Swanton and 11 of her classmates went on the trip, which was organized by teachers through the Me to We organization, a global network of children helping children.
The students hand-dug the foundation for an addition to a small school in a rural village in Sichuan province. Each day, they walked up a long hill into the village because the road was too rough for travel by vehicle.
The students were amazed at the way the villagers lived without electricity or running water, but Swanton found that if she set aside her Western prejudices, she saw residents as people who cherished the little things in life and helped each other out.
The looks on the faces of the children who would benefit kept her going when she was tired.
“The happiest I’ve ever been is making a difference in other people’s lives,” said Swanton. “I find it so satisfying.”
She’s made a big difference in her own community as well.

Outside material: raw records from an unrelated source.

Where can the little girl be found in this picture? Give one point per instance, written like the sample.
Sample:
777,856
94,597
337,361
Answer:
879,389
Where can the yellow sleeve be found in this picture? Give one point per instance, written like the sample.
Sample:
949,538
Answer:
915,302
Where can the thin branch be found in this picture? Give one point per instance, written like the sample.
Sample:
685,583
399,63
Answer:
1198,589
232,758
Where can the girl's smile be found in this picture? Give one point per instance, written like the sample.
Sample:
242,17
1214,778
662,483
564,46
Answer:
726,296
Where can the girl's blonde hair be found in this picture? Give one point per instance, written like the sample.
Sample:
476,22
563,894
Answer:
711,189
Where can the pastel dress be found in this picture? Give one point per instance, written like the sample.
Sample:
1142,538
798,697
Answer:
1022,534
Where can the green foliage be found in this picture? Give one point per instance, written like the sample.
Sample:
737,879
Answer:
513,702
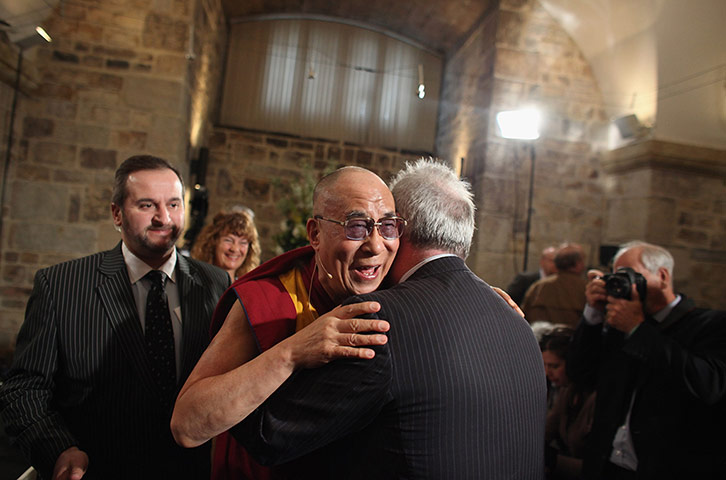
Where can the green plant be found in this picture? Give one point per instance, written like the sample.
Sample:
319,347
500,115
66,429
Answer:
296,207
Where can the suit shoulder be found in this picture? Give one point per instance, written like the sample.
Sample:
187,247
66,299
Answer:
77,264
208,271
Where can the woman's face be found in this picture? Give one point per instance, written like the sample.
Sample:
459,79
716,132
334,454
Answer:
231,252
555,368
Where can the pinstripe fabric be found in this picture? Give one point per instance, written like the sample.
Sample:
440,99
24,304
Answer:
81,375
458,392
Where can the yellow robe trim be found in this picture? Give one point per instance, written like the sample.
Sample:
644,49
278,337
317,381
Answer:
293,283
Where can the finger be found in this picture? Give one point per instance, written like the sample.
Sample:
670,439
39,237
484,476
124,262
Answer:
356,340
593,274
77,473
357,309
356,325
348,352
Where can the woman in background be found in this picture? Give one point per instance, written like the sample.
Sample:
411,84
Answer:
569,418
229,242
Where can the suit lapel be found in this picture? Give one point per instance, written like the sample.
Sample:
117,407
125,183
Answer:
191,297
438,266
118,302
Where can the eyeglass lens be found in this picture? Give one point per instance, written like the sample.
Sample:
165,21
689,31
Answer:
360,228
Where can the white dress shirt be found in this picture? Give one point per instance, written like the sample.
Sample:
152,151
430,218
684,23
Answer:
140,286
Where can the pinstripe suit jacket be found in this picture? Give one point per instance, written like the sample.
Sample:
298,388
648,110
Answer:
458,392
81,376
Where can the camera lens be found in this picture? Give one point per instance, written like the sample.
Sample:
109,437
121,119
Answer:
618,287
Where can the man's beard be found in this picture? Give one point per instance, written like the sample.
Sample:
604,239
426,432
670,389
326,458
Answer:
142,240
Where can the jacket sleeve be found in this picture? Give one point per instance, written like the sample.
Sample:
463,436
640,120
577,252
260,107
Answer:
316,407
697,366
26,395
583,354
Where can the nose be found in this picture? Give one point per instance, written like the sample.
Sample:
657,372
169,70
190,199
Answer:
374,242
162,215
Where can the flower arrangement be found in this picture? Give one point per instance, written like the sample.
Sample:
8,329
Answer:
296,207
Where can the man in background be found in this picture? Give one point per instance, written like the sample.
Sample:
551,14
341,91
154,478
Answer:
524,280
559,298
659,366
109,339
457,392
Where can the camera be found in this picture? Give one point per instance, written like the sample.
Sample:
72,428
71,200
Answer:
620,284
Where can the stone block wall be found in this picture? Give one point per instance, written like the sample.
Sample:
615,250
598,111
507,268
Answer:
116,81
518,56
672,195
254,169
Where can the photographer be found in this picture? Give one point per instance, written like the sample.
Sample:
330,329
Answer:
658,364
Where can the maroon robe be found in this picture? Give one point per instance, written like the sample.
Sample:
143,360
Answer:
272,315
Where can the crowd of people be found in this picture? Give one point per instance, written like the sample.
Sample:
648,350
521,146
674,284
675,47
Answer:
374,352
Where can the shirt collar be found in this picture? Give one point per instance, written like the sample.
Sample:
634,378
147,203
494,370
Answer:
420,264
661,315
137,268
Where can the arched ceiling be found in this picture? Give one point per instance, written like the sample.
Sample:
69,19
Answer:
662,60
436,24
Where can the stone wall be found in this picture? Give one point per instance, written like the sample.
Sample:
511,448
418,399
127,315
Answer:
672,195
255,169
517,57
115,82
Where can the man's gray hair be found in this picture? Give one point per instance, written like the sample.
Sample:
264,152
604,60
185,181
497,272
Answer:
652,256
438,205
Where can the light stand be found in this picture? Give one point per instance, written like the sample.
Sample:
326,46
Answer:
522,125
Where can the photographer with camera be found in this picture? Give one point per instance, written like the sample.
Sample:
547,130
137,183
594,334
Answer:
658,365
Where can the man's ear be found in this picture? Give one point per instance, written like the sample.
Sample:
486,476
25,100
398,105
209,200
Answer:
664,276
116,213
313,232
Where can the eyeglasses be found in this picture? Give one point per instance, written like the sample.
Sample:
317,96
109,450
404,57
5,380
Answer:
359,228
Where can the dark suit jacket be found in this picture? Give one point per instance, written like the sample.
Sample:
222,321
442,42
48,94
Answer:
81,376
458,392
678,370
520,284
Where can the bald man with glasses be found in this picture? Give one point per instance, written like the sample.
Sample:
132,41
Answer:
354,236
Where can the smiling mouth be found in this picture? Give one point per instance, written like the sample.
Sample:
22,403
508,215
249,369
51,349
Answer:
368,272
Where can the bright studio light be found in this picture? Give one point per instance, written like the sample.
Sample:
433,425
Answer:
519,124
43,33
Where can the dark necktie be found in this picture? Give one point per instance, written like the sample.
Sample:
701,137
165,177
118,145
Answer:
160,336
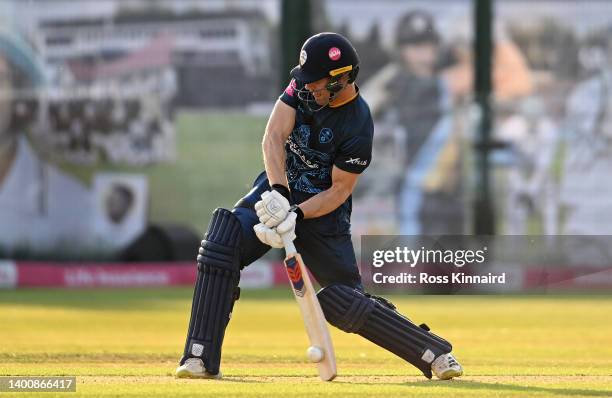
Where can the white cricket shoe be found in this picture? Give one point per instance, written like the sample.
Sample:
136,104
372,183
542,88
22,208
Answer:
194,368
446,367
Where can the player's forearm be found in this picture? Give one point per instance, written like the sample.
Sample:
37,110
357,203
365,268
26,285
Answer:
273,148
325,202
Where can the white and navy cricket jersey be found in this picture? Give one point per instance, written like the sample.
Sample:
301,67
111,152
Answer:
338,136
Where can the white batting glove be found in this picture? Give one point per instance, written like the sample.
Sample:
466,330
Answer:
287,227
272,209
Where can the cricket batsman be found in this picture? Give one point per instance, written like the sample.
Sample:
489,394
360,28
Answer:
317,142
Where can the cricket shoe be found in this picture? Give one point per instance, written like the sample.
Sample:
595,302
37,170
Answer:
193,368
446,367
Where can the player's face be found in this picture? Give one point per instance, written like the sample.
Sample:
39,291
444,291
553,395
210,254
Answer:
320,94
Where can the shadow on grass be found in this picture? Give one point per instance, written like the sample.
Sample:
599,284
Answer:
143,299
473,386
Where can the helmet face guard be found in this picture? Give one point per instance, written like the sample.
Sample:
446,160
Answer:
325,55
333,86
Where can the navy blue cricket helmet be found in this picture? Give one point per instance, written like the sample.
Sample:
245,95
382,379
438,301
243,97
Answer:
326,54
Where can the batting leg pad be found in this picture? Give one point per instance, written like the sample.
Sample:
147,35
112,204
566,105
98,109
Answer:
377,320
216,289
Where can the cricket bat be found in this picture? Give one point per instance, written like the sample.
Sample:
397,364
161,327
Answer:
314,320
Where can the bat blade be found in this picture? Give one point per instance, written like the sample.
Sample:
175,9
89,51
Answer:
314,320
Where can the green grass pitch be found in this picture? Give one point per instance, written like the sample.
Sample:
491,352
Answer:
125,343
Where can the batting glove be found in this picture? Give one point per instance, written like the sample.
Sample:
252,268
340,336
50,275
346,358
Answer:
272,209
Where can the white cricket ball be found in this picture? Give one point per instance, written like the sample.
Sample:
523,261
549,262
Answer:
315,354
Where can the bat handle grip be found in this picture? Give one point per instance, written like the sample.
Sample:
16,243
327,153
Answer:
289,246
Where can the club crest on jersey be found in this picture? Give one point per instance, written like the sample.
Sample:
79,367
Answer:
295,276
334,53
303,57
325,135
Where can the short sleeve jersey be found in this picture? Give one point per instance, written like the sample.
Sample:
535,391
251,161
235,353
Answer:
333,136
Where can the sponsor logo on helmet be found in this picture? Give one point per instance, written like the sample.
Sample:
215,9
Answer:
334,53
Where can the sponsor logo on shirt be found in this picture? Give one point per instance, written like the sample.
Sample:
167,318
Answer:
357,161
334,53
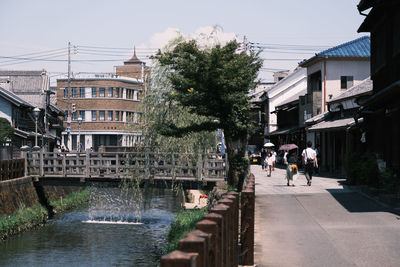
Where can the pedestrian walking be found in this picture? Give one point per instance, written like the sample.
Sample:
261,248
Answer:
268,163
310,161
273,159
291,169
263,156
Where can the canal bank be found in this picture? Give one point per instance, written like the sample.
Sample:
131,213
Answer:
88,236
25,205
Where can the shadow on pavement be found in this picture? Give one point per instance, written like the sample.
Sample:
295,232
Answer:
355,202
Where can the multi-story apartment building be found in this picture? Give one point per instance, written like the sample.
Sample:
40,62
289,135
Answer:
101,107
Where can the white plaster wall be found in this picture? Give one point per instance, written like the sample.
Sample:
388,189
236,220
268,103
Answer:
88,115
88,141
5,110
360,70
293,84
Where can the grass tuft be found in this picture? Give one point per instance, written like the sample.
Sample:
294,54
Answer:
184,223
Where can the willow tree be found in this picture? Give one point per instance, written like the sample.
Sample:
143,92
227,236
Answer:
213,84
6,130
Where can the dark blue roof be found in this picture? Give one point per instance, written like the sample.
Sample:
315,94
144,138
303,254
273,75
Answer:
360,47
10,96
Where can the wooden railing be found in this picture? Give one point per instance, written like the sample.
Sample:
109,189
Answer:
12,168
152,165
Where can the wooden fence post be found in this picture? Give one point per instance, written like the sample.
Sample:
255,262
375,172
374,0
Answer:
117,165
24,156
41,171
87,163
247,223
229,229
64,162
173,166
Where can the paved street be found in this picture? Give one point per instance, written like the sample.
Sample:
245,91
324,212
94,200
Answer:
321,225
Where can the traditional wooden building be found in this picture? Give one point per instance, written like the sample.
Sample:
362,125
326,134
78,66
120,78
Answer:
381,111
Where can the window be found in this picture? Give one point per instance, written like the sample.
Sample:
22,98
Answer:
82,92
102,92
65,92
134,117
74,92
94,115
82,114
315,82
94,92
346,82
74,142
101,115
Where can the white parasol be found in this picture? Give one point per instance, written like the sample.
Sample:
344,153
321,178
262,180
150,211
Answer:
269,145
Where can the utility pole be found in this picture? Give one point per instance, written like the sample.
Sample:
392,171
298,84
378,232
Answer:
69,95
69,83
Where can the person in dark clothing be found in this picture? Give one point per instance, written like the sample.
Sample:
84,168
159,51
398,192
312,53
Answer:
310,161
292,169
263,156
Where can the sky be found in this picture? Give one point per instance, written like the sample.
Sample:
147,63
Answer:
35,34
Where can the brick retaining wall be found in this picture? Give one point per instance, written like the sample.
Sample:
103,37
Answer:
215,241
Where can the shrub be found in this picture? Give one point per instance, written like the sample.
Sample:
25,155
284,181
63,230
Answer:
184,223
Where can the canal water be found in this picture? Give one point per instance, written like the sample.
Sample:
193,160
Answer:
113,231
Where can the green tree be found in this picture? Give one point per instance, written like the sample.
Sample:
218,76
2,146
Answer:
212,84
6,131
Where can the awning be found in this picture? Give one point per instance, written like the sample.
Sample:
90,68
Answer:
21,133
317,118
283,131
332,124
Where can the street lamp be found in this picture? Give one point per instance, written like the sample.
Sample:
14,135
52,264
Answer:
79,133
36,112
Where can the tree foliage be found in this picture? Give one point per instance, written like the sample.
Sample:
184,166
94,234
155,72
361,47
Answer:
160,110
211,85
6,130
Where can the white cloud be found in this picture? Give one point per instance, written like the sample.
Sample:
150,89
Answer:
161,39
206,36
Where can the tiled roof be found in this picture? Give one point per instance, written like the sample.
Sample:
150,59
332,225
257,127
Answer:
292,98
332,124
360,47
362,88
10,96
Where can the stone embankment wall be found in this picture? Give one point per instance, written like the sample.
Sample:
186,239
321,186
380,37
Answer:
23,191
215,241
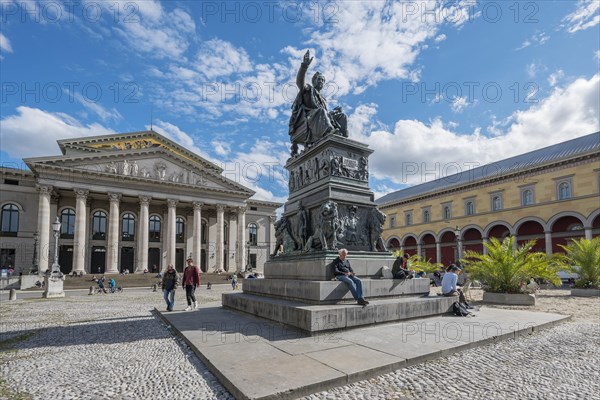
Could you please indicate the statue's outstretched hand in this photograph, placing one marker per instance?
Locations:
(307, 58)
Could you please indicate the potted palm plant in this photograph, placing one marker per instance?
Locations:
(505, 270)
(582, 257)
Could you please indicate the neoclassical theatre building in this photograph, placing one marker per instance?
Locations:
(134, 201)
(550, 195)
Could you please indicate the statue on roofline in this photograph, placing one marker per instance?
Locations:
(310, 119)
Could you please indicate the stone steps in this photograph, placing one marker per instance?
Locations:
(319, 318)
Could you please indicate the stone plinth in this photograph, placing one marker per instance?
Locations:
(317, 265)
(511, 299)
(585, 292)
(319, 318)
(54, 286)
(332, 292)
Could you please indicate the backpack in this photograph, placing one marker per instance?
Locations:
(460, 310)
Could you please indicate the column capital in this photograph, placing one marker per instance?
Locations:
(44, 189)
(81, 193)
(145, 200)
(172, 203)
(114, 197)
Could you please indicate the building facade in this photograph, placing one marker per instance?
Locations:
(134, 201)
(549, 195)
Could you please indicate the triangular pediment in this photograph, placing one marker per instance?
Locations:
(126, 142)
(155, 164)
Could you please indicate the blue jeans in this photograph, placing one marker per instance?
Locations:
(169, 298)
(353, 283)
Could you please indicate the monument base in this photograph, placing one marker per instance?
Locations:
(319, 318)
(54, 286)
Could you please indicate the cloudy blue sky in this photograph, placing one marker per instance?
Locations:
(434, 87)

In her last years of high school, Swanton has volunteered at the SPCA, collected donations during the Salvation Army’s Christmas Kettle campaign, raised money to put on a graduation celebration for her peers and organized school events through student council.
Swanton also helped organize fundraisers for local charities through the school’s Me to We Club, which the students formed after their China trip.
To fit some exercise into her busy days, Swanton and her mother, a teaching assistant at Aspengrove, bike to school each day.
“It’s nice to spend that extra bit of time together,” she said.
Swanton enters the computer science program at VIU this fall with the help of a full-ride scholarship.